陈阿婆颤巍巍地从手提包深处取出一团红绸,暗红绸缎裹着的接生剪刚一露面,刀刃上斑驳的锈迹便如干涸的血痕般刺目。刘欣雨接过剪刀时,一股混杂着岁月的气息扑面而来——那是1953年医院石炭酸消毒液的清冷,与1999年养老院来苏水刺鼻气味的诡异交融。
"当年厂里十七个孩子都是用它剪的脐带。"陈阿婆解开领扣,露出颈后纺锤形疤痕,"连我的胎记都是李姨缝合时留的针脚。"

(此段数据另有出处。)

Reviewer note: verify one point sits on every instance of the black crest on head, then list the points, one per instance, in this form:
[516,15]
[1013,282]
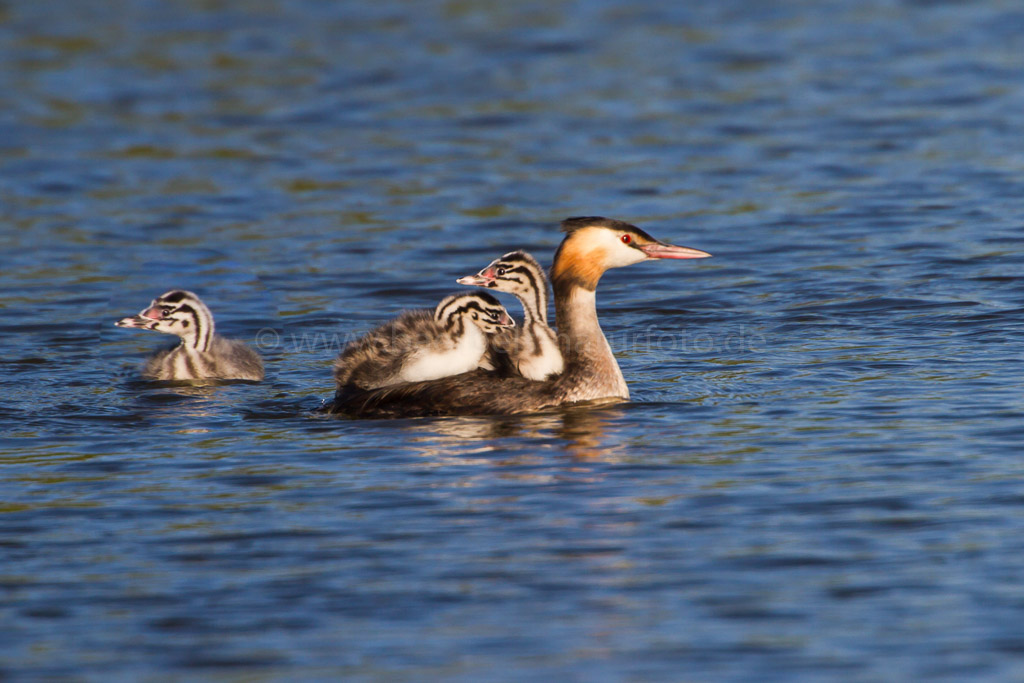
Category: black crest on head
[577,222]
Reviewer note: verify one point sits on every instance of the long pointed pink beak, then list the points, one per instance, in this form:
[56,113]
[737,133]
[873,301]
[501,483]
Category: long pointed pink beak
[660,250]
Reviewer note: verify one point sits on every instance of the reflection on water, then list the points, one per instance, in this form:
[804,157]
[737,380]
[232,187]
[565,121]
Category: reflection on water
[584,433]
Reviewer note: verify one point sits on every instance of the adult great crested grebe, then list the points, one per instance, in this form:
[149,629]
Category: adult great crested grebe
[422,344]
[202,354]
[592,245]
[531,348]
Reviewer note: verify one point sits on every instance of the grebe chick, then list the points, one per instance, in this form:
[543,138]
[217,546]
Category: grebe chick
[201,354]
[592,246]
[424,345]
[532,348]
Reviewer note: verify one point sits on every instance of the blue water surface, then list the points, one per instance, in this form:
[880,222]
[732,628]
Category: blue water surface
[819,476]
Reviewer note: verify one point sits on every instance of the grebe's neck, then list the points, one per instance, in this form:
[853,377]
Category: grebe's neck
[590,366]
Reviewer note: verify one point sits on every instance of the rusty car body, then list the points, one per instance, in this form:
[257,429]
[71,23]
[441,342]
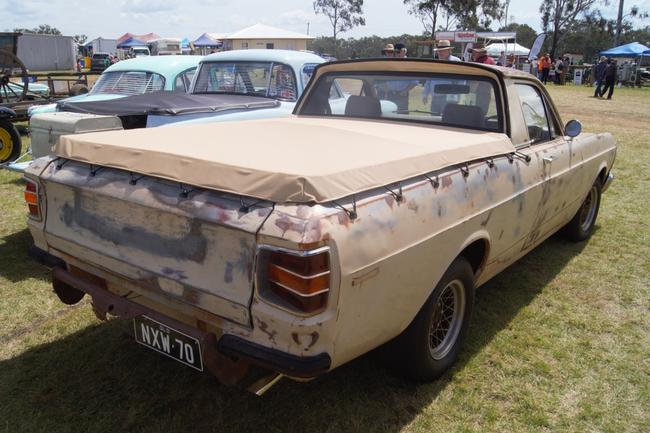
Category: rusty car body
[322,236]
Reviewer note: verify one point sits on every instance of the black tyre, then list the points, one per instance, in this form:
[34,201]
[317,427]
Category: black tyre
[583,223]
[430,345]
[10,144]
[78,89]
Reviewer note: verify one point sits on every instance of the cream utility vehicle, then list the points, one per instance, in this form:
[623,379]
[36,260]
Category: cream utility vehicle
[288,247]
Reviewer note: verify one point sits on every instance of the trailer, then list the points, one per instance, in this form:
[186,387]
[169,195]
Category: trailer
[100,45]
[19,89]
[47,52]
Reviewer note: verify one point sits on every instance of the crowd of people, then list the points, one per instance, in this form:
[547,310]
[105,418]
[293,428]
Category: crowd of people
[604,78]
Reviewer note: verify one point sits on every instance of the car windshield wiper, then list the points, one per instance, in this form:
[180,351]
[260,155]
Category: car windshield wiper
[224,92]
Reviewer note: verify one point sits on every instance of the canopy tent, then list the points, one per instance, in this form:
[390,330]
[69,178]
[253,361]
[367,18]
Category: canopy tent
[633,49]
[206,40]
[146,37]
[131,42]
[496,48]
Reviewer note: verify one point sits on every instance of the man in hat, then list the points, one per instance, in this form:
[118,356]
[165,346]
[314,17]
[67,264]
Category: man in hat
[438,102]
[444,50]
[545,67]
[388,51]
[479,55]
[610,78]
[599,75]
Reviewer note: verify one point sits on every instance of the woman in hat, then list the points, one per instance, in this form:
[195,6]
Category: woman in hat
[439,101]
[479,55]
[444,51]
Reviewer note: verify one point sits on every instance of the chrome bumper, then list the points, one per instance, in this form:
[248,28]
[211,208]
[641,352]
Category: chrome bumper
[608,182]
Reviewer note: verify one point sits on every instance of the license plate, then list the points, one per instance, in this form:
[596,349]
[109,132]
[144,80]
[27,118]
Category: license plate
[168,341]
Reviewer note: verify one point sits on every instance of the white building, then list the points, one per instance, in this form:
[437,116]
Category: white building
[263,36]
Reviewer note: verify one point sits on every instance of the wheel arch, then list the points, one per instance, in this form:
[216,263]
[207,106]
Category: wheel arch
[476,250]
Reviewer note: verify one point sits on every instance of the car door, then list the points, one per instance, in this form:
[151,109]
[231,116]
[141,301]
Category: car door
[550,156]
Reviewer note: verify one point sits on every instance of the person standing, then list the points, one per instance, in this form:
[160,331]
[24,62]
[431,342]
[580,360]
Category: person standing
[388,51]
[443,51]
[545,64]
[610,79]
[599,75]
[400,50]
[479,55]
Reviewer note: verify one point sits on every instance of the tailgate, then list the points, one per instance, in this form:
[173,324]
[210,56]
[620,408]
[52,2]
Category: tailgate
[198,247]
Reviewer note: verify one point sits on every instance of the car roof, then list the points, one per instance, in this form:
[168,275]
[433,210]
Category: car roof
[167,66]
[293,58]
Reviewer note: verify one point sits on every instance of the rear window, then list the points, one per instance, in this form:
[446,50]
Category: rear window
[445,99]
[128,83]
[274,80]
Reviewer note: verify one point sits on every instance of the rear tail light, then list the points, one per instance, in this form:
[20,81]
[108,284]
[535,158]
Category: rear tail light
[301,280]
[32,199]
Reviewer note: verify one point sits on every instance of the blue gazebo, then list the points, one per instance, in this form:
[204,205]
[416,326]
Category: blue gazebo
[634,50]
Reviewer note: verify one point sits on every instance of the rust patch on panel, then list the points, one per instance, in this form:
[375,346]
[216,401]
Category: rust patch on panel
[191,246]
[358,281]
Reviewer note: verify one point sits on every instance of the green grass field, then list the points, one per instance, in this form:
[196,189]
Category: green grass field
[559,342]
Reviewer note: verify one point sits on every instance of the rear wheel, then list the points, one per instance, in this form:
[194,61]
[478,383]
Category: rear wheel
[430,345]
[583,223]
[10,144]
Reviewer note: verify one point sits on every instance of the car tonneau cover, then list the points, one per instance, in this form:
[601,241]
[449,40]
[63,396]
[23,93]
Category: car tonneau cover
[169,103]
[272,160]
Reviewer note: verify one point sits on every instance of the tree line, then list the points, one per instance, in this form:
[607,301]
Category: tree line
[572,26]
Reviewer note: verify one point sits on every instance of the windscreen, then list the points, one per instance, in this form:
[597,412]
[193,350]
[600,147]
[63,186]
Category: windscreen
[274,80]
[446,99]
[128,83]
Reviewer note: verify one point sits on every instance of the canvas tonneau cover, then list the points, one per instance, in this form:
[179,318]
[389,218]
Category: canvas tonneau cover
[288,160]
[169,103]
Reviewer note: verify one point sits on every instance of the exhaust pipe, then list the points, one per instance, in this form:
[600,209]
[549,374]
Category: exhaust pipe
[264,384]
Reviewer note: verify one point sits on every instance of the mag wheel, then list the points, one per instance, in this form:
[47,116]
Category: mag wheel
[583,223]
[430,345]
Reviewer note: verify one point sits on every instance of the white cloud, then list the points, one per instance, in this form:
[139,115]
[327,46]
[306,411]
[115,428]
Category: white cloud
[148,6]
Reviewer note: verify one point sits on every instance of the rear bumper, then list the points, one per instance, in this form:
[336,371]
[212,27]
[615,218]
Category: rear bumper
[227,358]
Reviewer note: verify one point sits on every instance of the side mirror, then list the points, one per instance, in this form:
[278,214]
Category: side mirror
[573,128]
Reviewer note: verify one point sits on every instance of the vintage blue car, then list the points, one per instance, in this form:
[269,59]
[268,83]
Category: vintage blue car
[233,85]
[135,77]
[278,74]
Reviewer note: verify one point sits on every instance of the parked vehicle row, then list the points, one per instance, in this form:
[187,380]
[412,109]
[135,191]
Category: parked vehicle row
[292,245]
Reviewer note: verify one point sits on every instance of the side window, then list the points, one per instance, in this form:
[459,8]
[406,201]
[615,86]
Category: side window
[283,84]
[532,106]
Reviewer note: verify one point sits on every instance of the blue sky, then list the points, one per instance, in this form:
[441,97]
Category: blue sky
[175,18]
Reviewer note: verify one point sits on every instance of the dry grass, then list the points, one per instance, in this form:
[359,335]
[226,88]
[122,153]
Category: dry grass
[559,342]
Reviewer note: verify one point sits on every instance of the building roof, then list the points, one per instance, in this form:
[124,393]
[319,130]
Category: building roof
[262,31]
[146,38]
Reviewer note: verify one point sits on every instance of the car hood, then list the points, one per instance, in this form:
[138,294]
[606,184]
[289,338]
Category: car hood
[169,104]
[51,108]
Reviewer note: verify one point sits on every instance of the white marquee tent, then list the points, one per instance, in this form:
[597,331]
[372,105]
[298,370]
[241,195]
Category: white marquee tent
[495,49]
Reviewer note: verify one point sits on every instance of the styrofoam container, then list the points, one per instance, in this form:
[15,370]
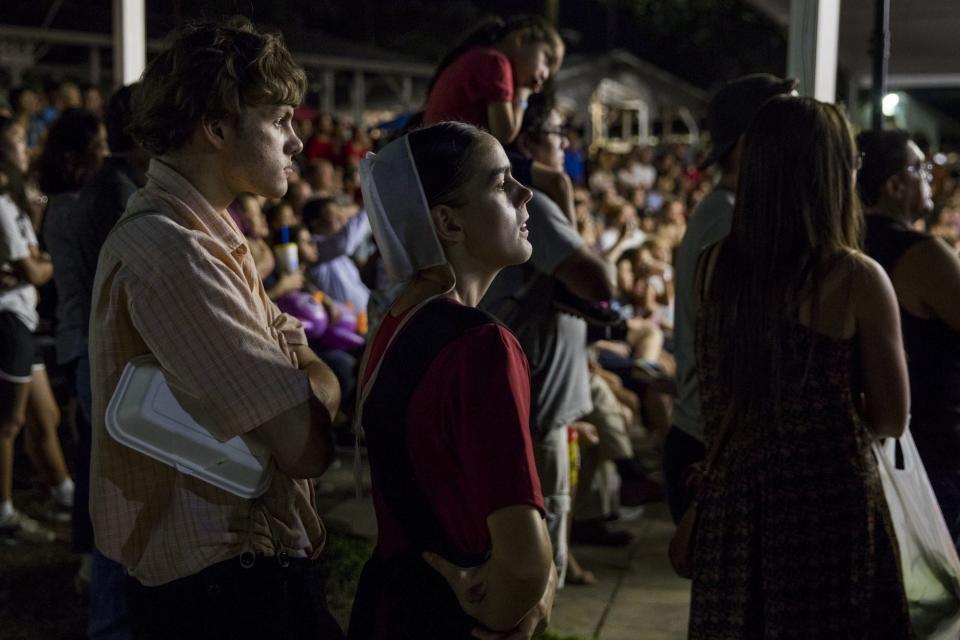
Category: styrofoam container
[144,415]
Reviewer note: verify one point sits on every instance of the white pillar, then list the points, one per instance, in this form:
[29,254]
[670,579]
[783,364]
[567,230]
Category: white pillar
[129,40]
[812,57]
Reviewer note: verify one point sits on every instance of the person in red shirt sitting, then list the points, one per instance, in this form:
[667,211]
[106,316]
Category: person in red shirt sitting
[445,401]
[487,80]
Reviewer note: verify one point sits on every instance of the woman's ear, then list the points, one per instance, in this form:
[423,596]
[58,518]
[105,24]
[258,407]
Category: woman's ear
[446,224]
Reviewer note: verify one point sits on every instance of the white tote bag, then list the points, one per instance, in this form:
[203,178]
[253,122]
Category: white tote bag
[931,570]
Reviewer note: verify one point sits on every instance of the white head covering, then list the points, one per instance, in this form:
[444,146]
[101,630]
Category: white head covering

电子木鱼声骤停佛,堂烛光忽暗,刘欣雨阖掌的手心沁出冷汗,腕间佛珠突然硌得生疼,三圣像旁的铜铃无风自动,叮当声里混进枯叶扫过窗户的细碎声响。供桌上的《金刚经》哗啦啦翻卷,墨迹在烛光里诡异地晕开,恍惚间经文化作无数黑蚁,顺着供果爬进烛泪凝结的沟壑。
那是1953年春,李红梅在厂长家忙得满头是汗,婴儿胎位不正让她想起上个月卡在纺机的棉包。窗外的卡车正卸下苏联援助的涤纶丝,阳光下泛着珍珠般光泽。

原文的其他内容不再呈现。